雨が続いてたある日の朝。久しぶりの快晴!

 月刊誌『天然生活』『ESSE』で編集長をつとめ、数多くのヒット書籍をつくり続けている編集者の小林孝延さんこと「とーさん」は、困り顔の元保護犬「福」と元野良猫の「とも」「もえ」と暮らしています。今回は、福との散歩についてのお話です。

(末尾に写真特集があります)

散歩が楽しい季節

 暖かくなって朝晩の散歩が楽しい季節になりました。

 いつもの散歩コースもすっかり緑が深く、濃くなりました。ウグイスやキジバトの声や、キツツキのドラミングがこだまする森の小道を、深呼吸するようにゆっくりと歩きます。

キイチゴ
キイチゴの群生をみつけた

 というかですね、こうやってゆっくりと福と歩けることが、数年前の臆病な福のことを考えると奇跡のようなできごとだと感じるんですよ。いやあ、福ちゃんえらいねえ、成長したねと。あの頃、ただただ怯えて、散歩すらできなかった保護犬がこんなに堂々と、道ゆく人や犬をやり過ごしながら散歩ができるなんてね。あの頃のことを思い出すたびに胸が熱くなります。

気分も前向きに

 とーさんにとっては福と一緒に歩くこの時間は、ゆっくりと自分自身と対話できる貴重な時間仕事でもあります。

 仕事でのもやもやや、気がかりなこと、将来に対しての不安など、生きていればだれしもが感じる心のひっかりも、福と一緒に歩きながら、あーだこーだと考えていると、そのうち、なんだか、どうでもいいことのように思えてきて、いつの間にかすーっと心が落ち着いて前向きな気分になれるから不思議です。

犬の散歩
独り占めの散歩道

 運動にはうつなどを抑制する効果があることは広く知られています。

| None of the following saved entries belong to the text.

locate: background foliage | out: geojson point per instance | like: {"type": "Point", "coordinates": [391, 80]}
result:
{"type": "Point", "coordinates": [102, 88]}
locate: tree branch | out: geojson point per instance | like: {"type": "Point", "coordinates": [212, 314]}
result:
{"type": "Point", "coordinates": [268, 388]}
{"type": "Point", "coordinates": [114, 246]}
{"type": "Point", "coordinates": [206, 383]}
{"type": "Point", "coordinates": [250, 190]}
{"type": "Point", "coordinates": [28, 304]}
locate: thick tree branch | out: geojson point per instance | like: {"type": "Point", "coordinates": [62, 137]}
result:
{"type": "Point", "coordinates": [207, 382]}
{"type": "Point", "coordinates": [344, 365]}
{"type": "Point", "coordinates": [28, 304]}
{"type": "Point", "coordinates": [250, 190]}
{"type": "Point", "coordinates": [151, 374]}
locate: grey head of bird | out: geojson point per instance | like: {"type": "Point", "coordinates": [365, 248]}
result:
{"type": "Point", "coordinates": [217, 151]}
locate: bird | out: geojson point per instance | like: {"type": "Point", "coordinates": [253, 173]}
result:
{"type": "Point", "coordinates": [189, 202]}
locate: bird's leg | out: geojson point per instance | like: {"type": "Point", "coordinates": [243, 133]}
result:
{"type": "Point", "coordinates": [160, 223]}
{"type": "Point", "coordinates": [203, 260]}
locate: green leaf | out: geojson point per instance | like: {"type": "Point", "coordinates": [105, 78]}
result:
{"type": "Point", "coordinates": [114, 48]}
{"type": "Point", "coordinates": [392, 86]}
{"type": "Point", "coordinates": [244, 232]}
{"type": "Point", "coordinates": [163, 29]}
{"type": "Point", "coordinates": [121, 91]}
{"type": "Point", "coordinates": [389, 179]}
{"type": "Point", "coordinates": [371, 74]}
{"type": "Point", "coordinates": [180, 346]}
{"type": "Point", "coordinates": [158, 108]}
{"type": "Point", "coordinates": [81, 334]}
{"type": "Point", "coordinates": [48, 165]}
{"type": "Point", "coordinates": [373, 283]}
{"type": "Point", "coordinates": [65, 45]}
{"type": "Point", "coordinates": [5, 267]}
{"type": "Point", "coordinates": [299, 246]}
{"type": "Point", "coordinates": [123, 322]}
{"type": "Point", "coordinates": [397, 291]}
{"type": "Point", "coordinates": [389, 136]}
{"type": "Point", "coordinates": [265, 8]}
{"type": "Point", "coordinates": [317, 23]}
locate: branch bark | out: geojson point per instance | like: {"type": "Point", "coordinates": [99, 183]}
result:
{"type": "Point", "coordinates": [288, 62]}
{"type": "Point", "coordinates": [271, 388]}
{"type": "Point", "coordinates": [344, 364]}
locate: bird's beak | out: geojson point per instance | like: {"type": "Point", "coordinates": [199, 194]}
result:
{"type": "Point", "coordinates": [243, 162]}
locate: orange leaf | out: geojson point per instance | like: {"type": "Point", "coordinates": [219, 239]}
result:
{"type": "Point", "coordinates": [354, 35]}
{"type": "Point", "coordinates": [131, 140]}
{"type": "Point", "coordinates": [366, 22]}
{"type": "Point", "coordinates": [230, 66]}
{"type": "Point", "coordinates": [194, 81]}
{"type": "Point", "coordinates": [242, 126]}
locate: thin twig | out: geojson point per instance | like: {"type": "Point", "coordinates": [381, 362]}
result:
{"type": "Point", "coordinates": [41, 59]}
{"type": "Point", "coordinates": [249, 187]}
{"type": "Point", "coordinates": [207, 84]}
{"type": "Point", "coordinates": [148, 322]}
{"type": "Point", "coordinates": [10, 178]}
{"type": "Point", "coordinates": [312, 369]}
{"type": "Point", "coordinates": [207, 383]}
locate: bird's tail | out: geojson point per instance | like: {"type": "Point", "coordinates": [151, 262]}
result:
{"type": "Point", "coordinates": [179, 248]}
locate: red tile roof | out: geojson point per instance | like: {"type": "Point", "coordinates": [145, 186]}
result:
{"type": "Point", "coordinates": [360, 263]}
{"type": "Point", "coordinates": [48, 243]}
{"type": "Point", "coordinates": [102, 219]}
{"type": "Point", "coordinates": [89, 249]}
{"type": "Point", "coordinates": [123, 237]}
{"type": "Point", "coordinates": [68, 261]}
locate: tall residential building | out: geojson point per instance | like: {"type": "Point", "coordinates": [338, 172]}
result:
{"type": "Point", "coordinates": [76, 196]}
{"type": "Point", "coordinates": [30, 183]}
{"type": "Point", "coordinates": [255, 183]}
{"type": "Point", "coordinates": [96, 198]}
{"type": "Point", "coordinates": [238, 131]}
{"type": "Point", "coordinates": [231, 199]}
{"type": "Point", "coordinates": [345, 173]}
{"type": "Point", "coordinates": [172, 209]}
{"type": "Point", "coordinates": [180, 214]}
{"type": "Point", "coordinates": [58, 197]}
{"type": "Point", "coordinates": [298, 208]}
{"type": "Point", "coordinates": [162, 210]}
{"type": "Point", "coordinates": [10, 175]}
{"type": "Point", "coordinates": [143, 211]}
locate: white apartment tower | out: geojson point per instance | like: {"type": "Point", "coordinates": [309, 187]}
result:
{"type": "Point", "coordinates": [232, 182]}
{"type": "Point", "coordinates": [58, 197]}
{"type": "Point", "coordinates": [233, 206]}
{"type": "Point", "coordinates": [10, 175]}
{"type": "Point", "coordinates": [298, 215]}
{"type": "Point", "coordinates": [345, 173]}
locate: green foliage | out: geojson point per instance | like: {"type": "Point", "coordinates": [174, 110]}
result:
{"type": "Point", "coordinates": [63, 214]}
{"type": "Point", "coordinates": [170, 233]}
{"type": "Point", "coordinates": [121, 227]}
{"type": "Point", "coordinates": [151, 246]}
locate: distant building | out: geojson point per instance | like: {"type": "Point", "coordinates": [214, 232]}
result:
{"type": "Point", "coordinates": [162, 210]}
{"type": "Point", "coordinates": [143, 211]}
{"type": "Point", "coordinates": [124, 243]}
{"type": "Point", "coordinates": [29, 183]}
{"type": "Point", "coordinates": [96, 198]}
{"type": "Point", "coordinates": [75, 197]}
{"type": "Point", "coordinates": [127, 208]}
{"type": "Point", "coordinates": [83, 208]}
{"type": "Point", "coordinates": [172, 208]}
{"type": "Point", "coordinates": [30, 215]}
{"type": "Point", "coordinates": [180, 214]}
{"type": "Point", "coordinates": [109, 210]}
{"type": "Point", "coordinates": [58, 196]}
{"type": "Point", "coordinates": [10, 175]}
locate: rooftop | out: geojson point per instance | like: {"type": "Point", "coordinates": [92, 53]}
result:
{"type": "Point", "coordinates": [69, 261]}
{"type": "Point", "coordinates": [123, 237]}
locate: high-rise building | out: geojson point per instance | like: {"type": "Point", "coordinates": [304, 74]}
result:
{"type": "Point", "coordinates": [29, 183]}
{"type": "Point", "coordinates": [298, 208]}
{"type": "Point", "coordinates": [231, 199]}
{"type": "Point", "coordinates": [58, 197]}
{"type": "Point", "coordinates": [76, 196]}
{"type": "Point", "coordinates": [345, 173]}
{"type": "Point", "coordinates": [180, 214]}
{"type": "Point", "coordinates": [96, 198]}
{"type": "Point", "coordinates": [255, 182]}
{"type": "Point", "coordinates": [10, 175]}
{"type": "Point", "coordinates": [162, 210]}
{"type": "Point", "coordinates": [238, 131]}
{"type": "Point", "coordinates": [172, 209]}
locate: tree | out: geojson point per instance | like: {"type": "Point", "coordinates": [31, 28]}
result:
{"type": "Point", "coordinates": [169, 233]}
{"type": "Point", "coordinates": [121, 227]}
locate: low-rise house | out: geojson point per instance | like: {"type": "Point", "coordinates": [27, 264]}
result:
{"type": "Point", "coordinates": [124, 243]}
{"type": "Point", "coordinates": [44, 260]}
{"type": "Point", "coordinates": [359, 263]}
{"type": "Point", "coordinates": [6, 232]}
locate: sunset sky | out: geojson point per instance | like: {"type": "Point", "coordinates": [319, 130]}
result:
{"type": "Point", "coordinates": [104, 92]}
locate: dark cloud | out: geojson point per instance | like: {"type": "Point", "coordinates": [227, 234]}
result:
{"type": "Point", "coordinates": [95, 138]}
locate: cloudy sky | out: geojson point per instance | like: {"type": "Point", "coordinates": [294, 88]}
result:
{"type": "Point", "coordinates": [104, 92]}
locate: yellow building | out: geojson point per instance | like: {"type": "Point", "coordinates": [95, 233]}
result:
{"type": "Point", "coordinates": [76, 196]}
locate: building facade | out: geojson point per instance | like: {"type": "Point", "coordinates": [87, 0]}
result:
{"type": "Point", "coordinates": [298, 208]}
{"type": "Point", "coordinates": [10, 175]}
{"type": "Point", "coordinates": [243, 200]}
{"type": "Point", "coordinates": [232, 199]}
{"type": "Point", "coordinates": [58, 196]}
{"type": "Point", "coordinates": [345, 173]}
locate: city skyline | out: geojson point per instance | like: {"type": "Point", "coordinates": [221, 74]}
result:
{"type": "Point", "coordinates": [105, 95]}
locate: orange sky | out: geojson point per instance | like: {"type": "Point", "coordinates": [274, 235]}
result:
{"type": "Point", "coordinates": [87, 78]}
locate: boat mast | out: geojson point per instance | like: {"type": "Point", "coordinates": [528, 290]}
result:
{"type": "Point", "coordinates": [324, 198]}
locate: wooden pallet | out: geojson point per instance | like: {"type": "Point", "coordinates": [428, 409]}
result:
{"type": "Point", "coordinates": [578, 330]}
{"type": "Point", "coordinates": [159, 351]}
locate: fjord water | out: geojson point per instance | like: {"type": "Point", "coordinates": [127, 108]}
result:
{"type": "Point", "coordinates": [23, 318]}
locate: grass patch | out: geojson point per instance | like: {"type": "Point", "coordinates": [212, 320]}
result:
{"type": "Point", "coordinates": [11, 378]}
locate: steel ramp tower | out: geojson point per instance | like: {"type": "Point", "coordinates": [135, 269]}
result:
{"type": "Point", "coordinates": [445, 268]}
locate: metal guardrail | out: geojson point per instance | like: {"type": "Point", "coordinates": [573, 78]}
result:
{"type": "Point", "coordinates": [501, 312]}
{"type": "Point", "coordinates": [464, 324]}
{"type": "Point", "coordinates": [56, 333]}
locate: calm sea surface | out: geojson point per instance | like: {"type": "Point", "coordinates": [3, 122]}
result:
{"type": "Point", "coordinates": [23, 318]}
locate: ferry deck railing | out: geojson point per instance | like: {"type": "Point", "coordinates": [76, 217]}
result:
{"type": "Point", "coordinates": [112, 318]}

以前お仕事であった脳科学者の人も「運動することで交感神経が優位になってポジティブ思考になる」と言っていましたし、幸福感があがる神経物質のセロトニンやエンドルフィンの分泌がよくなると言われています。

 そんな効果もあってなのか、散歩に出かける前と帰ってきたときでは、とーさん自身の気持ちがまるで別人のようです。そして、一緒に歩くことで福との信頼関係も日々強固なものになっているのを実感します。

保護犬
さくらんぼを乗せてみたらおとなしくしていた

 もっとも、帰り道の福は「早く帰ってごはん!ごはん!ごはん!」とすっかり腹ペコモードに切り替わり、しみじみとしたお散歩情緒はすっかりないんですけどね。まあ、お腹が空くのは元気な証拠。それもまたよし。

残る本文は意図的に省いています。